3.2 ASR–DEF in Concrete

Concrete specimens containing cRe aggregates were manufactured with selected binder and curing conditions to promote deleterious DEF, with the potential of ASR. Linear expansion, mass gain, and compressive strength were measured over 1 year, shown in Fig. 2.

Fig. 2
3 graphs. Two graphs labeled a and b depict length in percentage and mass in percentage versus time in days for 1 N 4 dollars, c R E and control, c R E, at ambient temperature and heat cured. c, A vertical bar graph of strength in megapascals versus concrete mix for day 1, day 28, and 1 year.

Physical characteristics of concrete prisms with coarse reactive (cRe) aggregates, showing a linear expansion; b mass gain; and c compressive strength, over 1 year. Binder used was at pessimum condition (1% alkali, 4% sulfate/1N 4$) or as received (control/ctrl), curing was at ambient temperature (23 °C/amb) or heat-cured (12 h at 90 °C/heat)

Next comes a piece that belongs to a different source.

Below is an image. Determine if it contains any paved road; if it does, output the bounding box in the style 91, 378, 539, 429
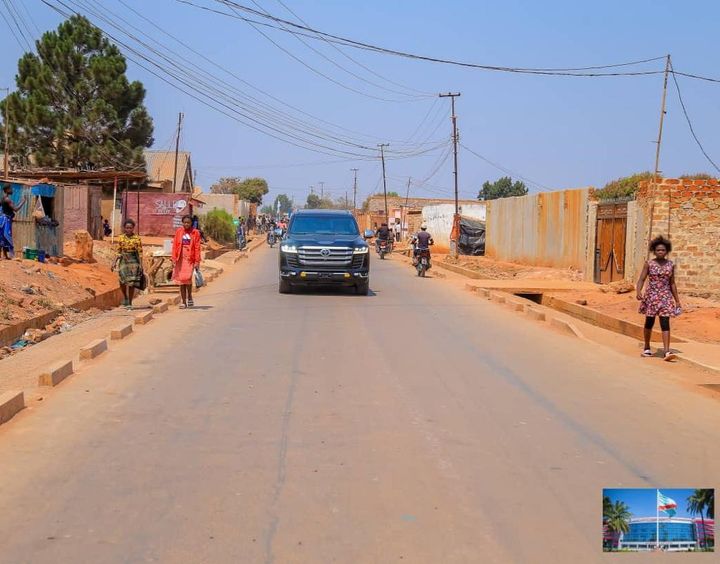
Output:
0, 249, 720, 564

Measured linear expansion, mass gain, and compressive strength of the ASR–DEF systems followed the same pattern as that of the DEF-only systems, with concrete systems with pessimum conditions and heat-curing exhibiting deleterious results over 1 year, while all other systems did not. For the pessimum/heat system, observed results at 1 year were expansion of 1.4%, mass gain of 2.0%, and compressive strength of 43.0 MPa at 28 days to 32.0 MPa at 1 year. The exception to this was minor expansion in the control/heat-cured system, reaching 0.03% at 1 year, with no corresponding change in mass or strength. This was attributed to increased porosity and alkali release of the cement paste due to the heat-curing process, leading to ASR.

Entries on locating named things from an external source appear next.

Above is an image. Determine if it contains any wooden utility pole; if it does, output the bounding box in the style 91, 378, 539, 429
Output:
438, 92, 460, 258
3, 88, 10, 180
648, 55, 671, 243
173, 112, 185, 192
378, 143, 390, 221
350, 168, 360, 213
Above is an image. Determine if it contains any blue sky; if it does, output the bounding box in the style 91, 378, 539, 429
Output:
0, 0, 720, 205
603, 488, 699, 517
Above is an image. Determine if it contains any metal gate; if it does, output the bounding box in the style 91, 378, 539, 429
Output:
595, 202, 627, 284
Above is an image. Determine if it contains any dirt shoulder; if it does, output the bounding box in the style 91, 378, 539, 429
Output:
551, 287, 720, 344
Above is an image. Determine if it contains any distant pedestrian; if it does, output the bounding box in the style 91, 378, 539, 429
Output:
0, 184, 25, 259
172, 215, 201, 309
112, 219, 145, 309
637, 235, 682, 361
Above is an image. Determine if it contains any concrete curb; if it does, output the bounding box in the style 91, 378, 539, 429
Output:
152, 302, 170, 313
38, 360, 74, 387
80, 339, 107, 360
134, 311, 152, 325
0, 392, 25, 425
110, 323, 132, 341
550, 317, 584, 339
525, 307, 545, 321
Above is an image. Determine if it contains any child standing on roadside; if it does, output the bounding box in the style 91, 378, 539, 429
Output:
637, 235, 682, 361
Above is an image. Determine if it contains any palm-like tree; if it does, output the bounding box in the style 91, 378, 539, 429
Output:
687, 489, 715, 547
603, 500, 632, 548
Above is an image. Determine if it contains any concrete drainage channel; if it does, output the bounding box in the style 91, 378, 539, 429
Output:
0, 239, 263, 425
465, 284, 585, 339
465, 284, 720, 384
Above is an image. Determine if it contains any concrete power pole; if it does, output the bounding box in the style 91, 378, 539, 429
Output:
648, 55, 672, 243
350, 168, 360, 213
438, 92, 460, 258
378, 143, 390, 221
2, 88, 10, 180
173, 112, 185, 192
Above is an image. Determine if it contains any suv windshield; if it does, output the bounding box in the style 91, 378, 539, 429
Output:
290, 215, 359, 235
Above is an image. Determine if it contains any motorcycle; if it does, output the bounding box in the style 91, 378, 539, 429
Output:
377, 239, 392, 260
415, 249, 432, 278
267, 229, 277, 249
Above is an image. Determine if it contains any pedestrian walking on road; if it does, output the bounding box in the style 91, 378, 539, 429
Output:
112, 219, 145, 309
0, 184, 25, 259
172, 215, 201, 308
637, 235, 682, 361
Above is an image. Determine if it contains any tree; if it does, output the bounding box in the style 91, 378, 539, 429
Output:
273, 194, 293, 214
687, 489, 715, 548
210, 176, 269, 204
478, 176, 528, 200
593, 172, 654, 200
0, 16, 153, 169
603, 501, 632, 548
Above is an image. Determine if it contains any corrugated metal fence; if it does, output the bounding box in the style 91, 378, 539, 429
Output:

Comparing the deleterious DEF-only and ASR–DEF systems, the most significant difference was the reduced magnitude of durability loss in the concrete specimens. The pessimum/heat-cured DEF-only system had more expansion, mass gain, and strength loss than the equivalent system with cRe aggregates present at 1 year. One possible cause is the development of ASR and related phases slowing the DEF process and reducing the total amount of microcracking and expansive phases. In this scenario, reactive silica and small amounts of ASR–gel could act as a weak supplementary cementitious material (SCM), blocking transport pores, dispersing ettringite away from the aggregate–paste boundary, and creating micro-voids for ettringite to form in without restraint. Supporting evidence can be found in the efficacy of SCMs such as fly ash to mitigate DEF [11], and the use of finely ground reactive aggregates as replacement SCMs [16]. Otherwise, the trajectory of change in expansion remained the same, with high early expansion (75–150 days), divergence (200 days), and reduced rate in the later months (300–350 days).

4 Conclusions

This research investigated the role of the ASR in the susceptibility of concrete to DEF via an experimental study with concrete specimens. The factors of alkali, sulfate, temperature, and aggregate reactivity were assessed for their contribution to deleterious DEF and ASR–DEF in concrete.

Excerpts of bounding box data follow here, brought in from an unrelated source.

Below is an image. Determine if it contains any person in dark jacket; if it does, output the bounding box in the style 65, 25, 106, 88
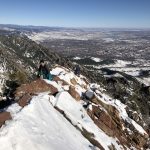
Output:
38, 60, 52, 80
74, 65, 81, 76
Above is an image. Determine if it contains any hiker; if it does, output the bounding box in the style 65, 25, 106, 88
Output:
74, 65, 80, 76
38, 60, 52, 80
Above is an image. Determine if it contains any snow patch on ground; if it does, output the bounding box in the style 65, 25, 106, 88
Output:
0, 94, 92, 150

Deleterious DEF was not observed in concrete specimens prepared with locally produced Australian cement, which is linked to the low alkali and low sulfate binder content. Binder systems with elevated alkali and sulfate content increase the risk of deleterious DEF. The combination of binder composition with high alkali (1.00% Na2Oeq) and high sulfate (SO3%) content, and curing conditions of high temperature (90 °C) and sustained heat (12 h) are necessary for deleterious DEF to occur in concrete. Specimens not subjected to these conditions did not exhibit deleterious expansion during 1 year of measurement.

Reactivity of aggregates influences expansion attributed to DEF, but only in the presence of pessimum conditions and heat-curing. Observed durability loss with expansion, mass gain, and strength loss was greater in DEF-only systems compared with ASR–DEF systems.